Lost track of my algorithm

In a recent paper, I seem to have misled anyone who might try to replicate my work. The paper is here, and the full reference is:

“Long-Range Prosody Prediction and Rhythm”, Greg Kochanski, Anastassia Loukina, Elinor Keane, Chilin Shih and Burton Rosner, University of Oxford, Speech Prosody 2010 100222:1-4. (Note that “100222” is the volume number.)

The problem is in the sentence “…where D is the running duration measure from [3][9]” in Section 2..2, point 2. Reference [3] is to a 2006 paper of mine that describes an algorithm for computing running duration. (G. Kochanski, E. Grabe, J. Coleman, and B. Rosner, “Loudness predicts prominence: Fundamental frequency lends little,” J. Acoustical Society of America, vol. 118, no. 2, pp. 1038–1054, 2005. here ) Unfortunately, it’s not the same algorithm. During the last four years, I had changed the algorithm that I routinely use.

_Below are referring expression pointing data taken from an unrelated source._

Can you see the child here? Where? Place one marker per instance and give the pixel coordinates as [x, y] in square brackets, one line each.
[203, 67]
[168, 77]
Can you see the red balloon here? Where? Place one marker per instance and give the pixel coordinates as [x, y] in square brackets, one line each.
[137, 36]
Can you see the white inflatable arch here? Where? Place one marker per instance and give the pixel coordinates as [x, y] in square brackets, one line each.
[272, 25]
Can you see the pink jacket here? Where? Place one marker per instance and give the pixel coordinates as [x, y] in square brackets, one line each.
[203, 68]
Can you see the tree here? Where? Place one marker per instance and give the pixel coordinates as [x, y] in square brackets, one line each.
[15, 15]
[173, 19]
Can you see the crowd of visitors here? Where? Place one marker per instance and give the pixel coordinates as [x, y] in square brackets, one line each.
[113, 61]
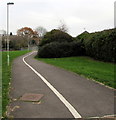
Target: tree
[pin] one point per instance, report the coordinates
(41, 31)
(63, 27)
(25, 31)
(28, 34)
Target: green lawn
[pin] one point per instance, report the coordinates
(6, 76)
(100, 71)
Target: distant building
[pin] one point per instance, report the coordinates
(115, 14)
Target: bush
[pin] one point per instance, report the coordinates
(64, 49)
(101, 45)
(55, 36)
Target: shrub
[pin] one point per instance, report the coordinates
(101, 45)
(55, 36)
(64, 49)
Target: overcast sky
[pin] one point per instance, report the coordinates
(93, 15)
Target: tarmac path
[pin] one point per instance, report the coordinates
(66, 94)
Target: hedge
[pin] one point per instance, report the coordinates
(57, 50)
(100, 45)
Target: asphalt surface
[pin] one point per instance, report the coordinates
(89, 98)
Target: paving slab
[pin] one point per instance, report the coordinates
(89, 98)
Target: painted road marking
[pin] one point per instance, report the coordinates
(66, 103)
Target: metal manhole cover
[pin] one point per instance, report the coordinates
(31, 97)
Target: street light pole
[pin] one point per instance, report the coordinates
(8, 31)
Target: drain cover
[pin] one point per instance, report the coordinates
(31, 97)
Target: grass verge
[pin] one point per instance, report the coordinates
(6, 76)
(100, 71)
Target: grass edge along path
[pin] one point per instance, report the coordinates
(6, 77)
(99, 71)
(0, 84)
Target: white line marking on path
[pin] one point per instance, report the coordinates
(66, 103)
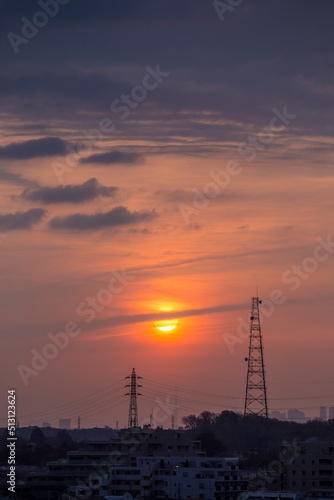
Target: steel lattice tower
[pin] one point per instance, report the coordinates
(133, 410)
(256, 392)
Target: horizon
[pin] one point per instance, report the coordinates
(162, 164)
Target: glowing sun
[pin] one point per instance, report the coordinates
(166, 325)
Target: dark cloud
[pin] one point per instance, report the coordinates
(87, 191)
(17, 179)
(113, 157)
(21, 220)
(35, 148)
(118, 216)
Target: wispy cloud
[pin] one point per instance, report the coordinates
(118, 216)
(34, 148)
(114, 157)
(80, 193)
(21, 220)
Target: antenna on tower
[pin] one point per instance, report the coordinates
(176, 407)
(256, 392)
(133, 410)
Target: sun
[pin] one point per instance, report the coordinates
(166, 325)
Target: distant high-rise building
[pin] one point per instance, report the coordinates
(323, 413)
(64, 423)
(297, 415)
(278, 415)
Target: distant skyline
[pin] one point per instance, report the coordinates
(160, 162)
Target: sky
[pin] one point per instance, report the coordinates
(163, 161)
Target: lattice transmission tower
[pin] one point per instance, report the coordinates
(133, 409)
(256, 391)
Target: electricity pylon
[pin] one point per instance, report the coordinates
(256, 392)
(133, 410)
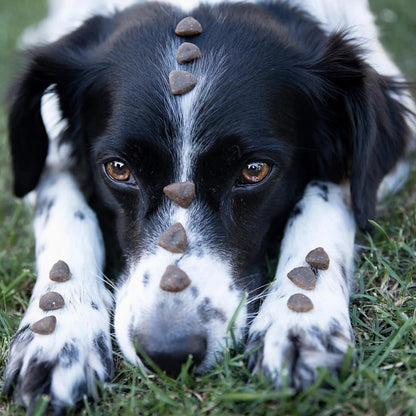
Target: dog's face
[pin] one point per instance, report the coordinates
(274, 107)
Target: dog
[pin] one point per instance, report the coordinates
(184, 144)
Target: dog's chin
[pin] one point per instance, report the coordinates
(164, 328)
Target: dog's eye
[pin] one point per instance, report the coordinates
(254, 172)
(118, 171)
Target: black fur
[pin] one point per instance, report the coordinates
(287, 94)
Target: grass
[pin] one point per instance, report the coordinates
(383, 381)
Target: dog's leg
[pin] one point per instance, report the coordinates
(291, 345)
(66, 362)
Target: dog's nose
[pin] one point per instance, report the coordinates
(169, 351)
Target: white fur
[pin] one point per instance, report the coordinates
(330, 225)
(59, 235)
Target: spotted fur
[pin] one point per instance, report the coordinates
(278, 82)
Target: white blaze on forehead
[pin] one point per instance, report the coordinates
(184, 108)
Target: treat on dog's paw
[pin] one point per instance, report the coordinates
(299, 303)
(60, 272)
(174, 279)
(174, 239)
(181, 82)
(51, 301)
(45, 326)
(187, 52)
(318, 258)
(303, 277)
(188, 27)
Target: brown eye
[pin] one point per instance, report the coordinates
(254, 172)
(118, 171)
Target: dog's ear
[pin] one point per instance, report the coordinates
(62, 64)
(366, 122)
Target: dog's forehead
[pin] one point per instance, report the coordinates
(240, 57)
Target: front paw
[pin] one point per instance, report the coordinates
(290, 351)
(64, 361)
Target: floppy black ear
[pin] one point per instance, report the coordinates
(64, 64)
(365, 121)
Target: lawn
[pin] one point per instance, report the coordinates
(383, 381)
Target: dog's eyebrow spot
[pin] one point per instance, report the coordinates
(79, 215)
(194, 292)
(146, 278)
(68, 355)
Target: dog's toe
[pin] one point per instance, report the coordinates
(64, 367)
(293, 356)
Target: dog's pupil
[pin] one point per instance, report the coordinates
(118, 170)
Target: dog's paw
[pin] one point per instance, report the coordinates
(289, 347)
(63, 361)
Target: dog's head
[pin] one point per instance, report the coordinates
(277, 103)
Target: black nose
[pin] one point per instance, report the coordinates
(170, 351)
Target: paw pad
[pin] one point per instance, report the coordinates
(299, 303)
(45, 326)
(51, 301)
(318, 258)
(303, 277)
(60, 272)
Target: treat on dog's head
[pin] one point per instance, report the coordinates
(60, 272)
(187, 52)
(188, 27)
(174, 279)
(181, 82)
(318, 258)
(50, 301)
(174, 239)
(44, 326)
(181, 193)
(299, 303)
(303, 277)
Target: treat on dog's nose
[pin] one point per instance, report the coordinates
(188, 27)
(60, 272)
(181, 82)
(181, 193)
(45, 326)
(299, 303)
(303, 277)
(174, 239)
(50, 301)
(187, 52)
(174, 279)
(318, 258)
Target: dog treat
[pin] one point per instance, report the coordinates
(299, 303)
(181, 193)
(60, 272)
(188, 27)
(181, 82)
(174, 279)
(50, 301)
(318, 258)
(45, 326)
(187, 52)
(174, 239)
(303, 277)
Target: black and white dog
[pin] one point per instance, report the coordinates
(297, 123)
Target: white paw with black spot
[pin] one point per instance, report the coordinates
(65, 364)
(289, 347)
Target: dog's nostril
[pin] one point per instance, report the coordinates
(174, 279)
(169, 351)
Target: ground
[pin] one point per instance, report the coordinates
(383, 380)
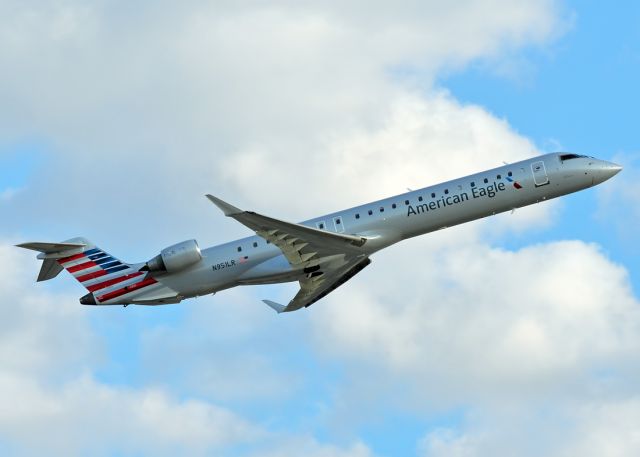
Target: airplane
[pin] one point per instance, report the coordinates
(322, 253)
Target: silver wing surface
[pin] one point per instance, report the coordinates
(326, 260)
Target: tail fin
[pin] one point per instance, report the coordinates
(84, 261)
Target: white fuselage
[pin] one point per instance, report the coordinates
(252, 260)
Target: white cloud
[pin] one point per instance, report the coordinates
(166, 104)
(158, 105)
(470, 324)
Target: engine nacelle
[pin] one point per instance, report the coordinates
(176, 257)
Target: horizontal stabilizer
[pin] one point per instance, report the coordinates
(276, 306)
(50, 269)
(50, 250)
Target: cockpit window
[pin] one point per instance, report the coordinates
(564, 157)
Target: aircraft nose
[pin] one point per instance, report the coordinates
(606, 170)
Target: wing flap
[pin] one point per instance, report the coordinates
(315, 288)
(326, 259)
(298, 243)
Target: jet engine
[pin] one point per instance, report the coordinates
(175, 258)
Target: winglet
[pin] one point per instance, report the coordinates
(227, 209)
(276, 306)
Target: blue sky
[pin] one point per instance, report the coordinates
(515, 335)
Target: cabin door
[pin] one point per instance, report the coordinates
(540, 177)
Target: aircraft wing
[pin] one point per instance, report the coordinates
(313, 288)
(326, 259)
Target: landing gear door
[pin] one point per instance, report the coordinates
(540, 177)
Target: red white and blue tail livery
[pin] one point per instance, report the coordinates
(321, 253)
(108, 280)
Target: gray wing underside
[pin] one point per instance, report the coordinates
(328, 259)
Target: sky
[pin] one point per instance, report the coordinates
(515, 335)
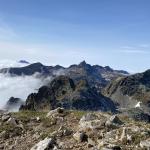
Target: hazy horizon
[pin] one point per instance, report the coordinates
(108, 33)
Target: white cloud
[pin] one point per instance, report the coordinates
(27, 84)
(134, 51)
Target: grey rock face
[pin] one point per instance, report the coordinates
(63, 92)
(47, 143)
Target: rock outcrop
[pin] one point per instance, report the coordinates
(13, 104)
(64, 92)
(129, 91)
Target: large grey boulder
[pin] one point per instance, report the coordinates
(145, 144)
(80, 136)
(92, 121)
(113, 122)
(47, 143)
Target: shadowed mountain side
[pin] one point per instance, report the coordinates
(63, 92)
(130, 90)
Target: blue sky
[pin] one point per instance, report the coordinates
(104, 32)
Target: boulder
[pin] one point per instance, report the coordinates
(47, 143)
(80, 136)
(92, 121)
(5, 117)
(12, 121)
(59, 112)
(113, 122)
(145, 144)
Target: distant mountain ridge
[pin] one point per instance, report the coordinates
(96, 75)
(64, 92)
(130, 90)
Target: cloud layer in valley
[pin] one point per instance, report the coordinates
(17, 86)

The idea behind the algorithm is that it continuously measures how long each sound is stable. If you make an “oooo” sound that lasts 2.0 seconds, the algorithm should give a value near 2.0 at any moment within that sound. Then, if you follow it with a shorter “w” sound, the value the algorithm produces should be small inside the “w”.

Schematic plot of how the running duration algorithm works. — Some words, and the running duration values that the algorithm might produce (schematic).

For those of you who like to think in terms of phonemes, you can approximate it as a bit of pseudocode:

for all times t in the data file {
    find out which phoneme you are in at time t
    the returned value at time t is the duration of that phoneme.
    }

(I emphasize that the above pseudocode is wrong in every detail. It’s just intended to help get your brain around the idea of a continuously changing measurement of duration. The real algorithm can be found here by going to the “pseudoduration” script.)

Here’s a comparison between the old algorithm (red) and the new one (blue). You can see that the two algorithms match pretty well in the loud regions, but are drastically different in the silences. (Silences are the vertical dark regions (the darkness shows the loudness at each point), as you can see from the green speech waveform. This is computed from the l-reg3-f1 audio file in the IViE corpus; it’s the same audio file used in Figure 1 of the 2005 paper.)

The red (2005 paper) and blue (2010 paper) curves track each other fairly well, except in the silences. This shows three seconds of audio. — Comparison between 2005 (red) and 2010 (blue) versions of the running duration algorithm.The speech waveform is in green.

The new algorithm gives a more sensible value in silences: it’s value is approximately equal to the length of the silence. The old version just gave a small value near zero. The new algorithm is also written to be closer to the way the ear processes sound: it uses frequency bands that match the ear’s and includes the knowledge that perceived loudness is approximately the cube-root of the acoustic power in each band. So, I think it’s an improvement.

But, certainly, it’s not the same algorithm, so inserting reference [3] was not correct. Abetter sentence would have been “…where D is the running duration measure from [9], which was evolved from the algorithm presented in [3]”.

How did it happen? Primarily, I was in a rush. The scientific world is very much a case of “publish or perish”, and the deadline for a good conference was approaching. It was very easy just to grab the reference where I had first described the idea, and not ask myself if it had changed since then.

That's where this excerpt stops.